Sometimes to get to this point you have to put up with the hourly employee’s through a process of filling out their forms and information. Providing them with items such as pay stubs, tax returns and a whole host of financial information. Once everything is provided, then some lenders will assign the file to someone higher up in the loss mitigation department.

The MOST crucial element to this whole process is your Budget and if you have done your due diligence, you’ll be ready . They will ask you for a detailed list of your monthly expenses. If it’s too tight, you may not get approved, if you have too much extra income you are going to have an outrageous payment plan. Don’t agree to it!
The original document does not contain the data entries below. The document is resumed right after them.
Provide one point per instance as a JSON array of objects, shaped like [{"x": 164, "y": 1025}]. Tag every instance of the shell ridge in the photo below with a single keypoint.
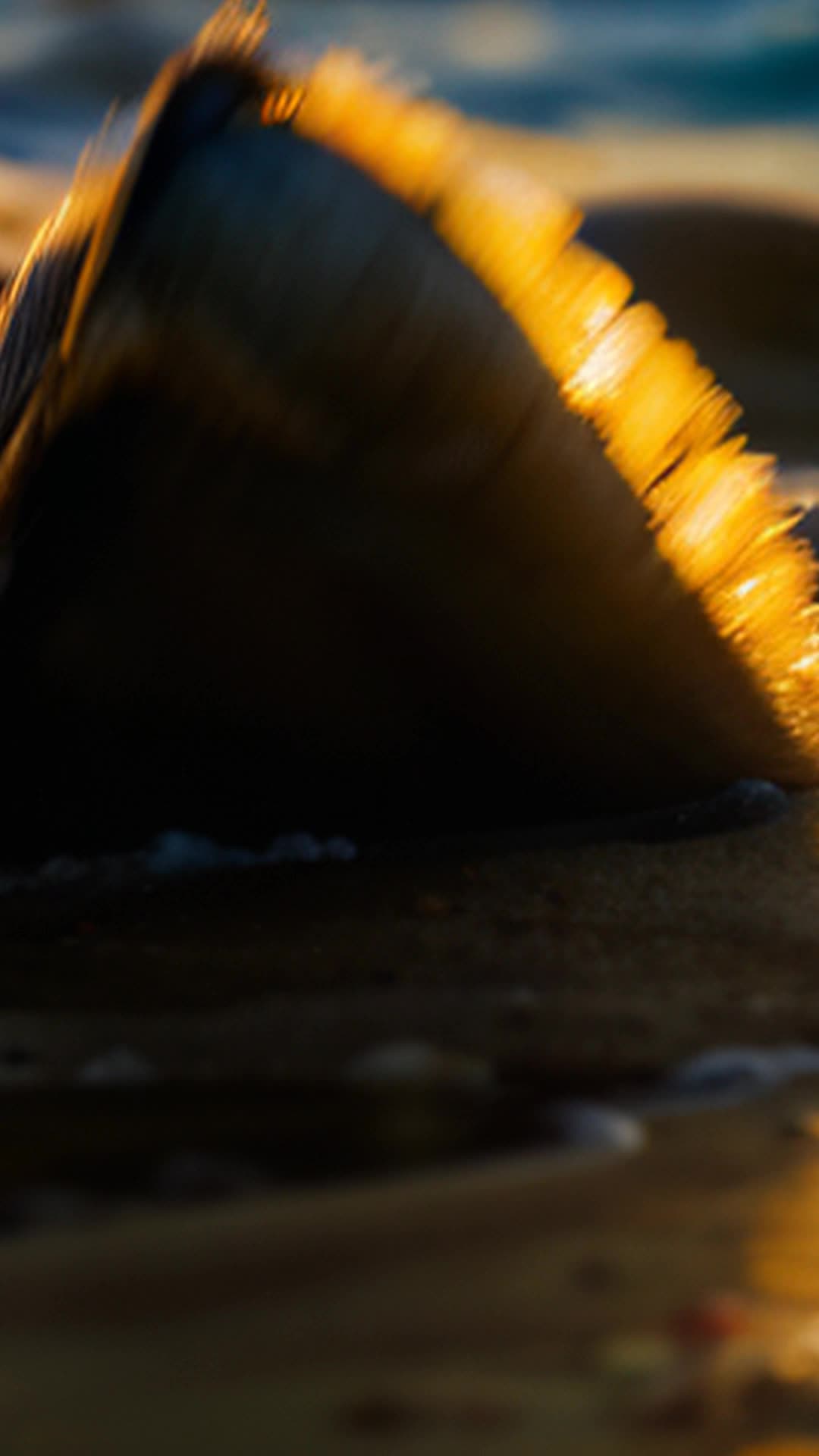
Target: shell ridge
[{"x": 657, "y": 413}]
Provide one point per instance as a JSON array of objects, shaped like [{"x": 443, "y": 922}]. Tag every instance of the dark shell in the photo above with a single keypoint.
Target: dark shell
[{"x": 279, "y": 487}]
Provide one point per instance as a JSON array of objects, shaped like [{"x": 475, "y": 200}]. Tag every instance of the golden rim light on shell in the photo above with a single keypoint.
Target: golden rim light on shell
[{"x": 659, "y": 416}]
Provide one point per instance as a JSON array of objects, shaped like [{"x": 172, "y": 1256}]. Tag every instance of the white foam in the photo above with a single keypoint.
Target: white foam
[{"x": 177, "y": 852}]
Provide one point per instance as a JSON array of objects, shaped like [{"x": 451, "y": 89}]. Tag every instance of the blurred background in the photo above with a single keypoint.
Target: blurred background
[{"x": 561, "y": 64}]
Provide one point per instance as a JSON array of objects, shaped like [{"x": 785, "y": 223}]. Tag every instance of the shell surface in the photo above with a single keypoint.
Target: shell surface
[{"x": 340, "y": 481}]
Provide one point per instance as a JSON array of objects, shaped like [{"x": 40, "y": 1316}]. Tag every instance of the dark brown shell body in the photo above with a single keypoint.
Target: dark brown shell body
[{"x": 300, "y": 530}]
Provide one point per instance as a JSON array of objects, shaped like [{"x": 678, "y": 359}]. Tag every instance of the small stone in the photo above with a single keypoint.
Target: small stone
[
  {"x": 120, "y": 1066},
  {"x": 417, "y": 1062}
]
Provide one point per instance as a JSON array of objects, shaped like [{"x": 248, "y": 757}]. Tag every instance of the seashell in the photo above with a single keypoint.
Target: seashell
[{"x": 343, "y": 485}]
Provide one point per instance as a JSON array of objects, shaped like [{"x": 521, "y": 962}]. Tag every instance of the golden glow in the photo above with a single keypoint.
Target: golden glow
[
  {"x": 781, "y": 1448},
  {"x": 659, "y": 416}
]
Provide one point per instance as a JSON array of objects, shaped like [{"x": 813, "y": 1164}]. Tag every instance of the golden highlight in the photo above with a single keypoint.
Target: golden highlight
[{"x": 657, "y": 414}]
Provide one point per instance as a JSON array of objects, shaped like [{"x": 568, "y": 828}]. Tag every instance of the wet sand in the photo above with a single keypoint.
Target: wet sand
[{"x": 477, "y": 1310}]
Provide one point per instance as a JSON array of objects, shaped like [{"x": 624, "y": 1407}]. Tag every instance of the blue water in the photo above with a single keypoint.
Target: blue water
[{"x": 542, "y": 63}]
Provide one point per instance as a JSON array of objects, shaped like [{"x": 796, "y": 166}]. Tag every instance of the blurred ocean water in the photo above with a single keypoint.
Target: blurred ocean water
[{"x": 564, "y": 64}]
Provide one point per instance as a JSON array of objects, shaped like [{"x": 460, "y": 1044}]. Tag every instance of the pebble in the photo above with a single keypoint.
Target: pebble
[
  {"x": 601, "y": 1128},
  {"x": 736, "y": 1071}
]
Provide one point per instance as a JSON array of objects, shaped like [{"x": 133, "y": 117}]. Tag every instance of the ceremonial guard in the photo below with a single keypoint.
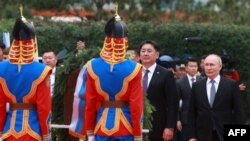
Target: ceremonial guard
[
  {"x": 112, "y": 94},
  {"x": 24, "y": 84}
]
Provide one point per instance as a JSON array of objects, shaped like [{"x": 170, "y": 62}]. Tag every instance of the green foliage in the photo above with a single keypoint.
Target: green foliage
[{"x": 170, "y": 38}]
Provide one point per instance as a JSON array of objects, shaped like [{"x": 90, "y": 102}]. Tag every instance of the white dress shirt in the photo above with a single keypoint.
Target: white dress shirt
[
  {"x": 190, "y": 79},
  {"x": 150, "y": 73},
  {"x": 209, "y": 85}
]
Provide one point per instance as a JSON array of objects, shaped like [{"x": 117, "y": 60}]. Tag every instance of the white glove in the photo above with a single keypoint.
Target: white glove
[{"x": 91, "y": 138}]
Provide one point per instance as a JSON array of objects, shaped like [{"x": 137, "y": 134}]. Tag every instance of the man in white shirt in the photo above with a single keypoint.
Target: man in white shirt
[{"x": 184, "y": 86}]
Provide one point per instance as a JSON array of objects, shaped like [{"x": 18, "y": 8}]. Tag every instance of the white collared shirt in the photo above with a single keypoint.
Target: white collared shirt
[
  {"x": 189, "y": 79},
  {"x": 150, "y": 73},
  {"x": 209, "y": 85}
]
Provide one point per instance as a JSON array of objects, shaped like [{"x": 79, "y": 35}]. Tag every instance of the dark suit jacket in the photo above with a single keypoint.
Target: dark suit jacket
[
  {"x": 227, "y": 109},
  {"x": 184, "y": 92},
  {"x": 162, "y": 94}
]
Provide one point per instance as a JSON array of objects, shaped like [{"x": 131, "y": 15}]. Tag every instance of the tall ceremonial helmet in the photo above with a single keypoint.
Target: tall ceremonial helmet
[
  {"x": 116, "y": 41},
  {"x": 23, "y": 48}
]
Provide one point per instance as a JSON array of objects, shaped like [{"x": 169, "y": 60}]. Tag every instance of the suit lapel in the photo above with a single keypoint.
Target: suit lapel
[
  {"x": 186, "y": 83},
  {"x": 204, "y": 92},
  {"x": 219, "y": 90},
  {"x": 155, "y": 76}
]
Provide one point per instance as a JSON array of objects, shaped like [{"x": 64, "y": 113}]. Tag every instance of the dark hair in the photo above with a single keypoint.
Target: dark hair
[
  {"x": 153, "y": 43},
  {"x": 191, "y": 60},
  {"x": 134, "y": 49}
]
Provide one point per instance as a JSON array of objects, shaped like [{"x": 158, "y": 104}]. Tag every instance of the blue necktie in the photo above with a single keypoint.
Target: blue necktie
[
  {"x": 145, "y": 81},
  {"x": 212, "y": 92}
]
The 2nd MOST important thing you can do is DO NOT SPEND YOUR HOUSE PAYMENTS. Often people stop making their payment because they are falling behind on other bills, or they can’t quite make the whole house payment. Over the years more often than not, the people I met with still have an income coming in each month, they just can’t meet all their obligations, so while the house is falling behind they take advantage of the fact that they aren’t paying the house payment in order to catch up on other debts. THIS IS NOT WISE AT ALL. Sock away as much of that money each month as you can. Its crucial, here’s why;

If you don’t pay your mortgage for 3-4 months and your lender decides to negotiate a repayment plan or a loan modification, then they will want what is called “good faith” money for you to come to the table with. Typically this is from 30-75% and sometimes 100% of what you owe in delinquent fees and attorney fees. Often I speak with homeowners who spend all their money and have nothing to work with. If that is the case, then don’t expect them to work with you or you better have a REAAAALLLY good explanation and proof as to why you have no money to bring to the table.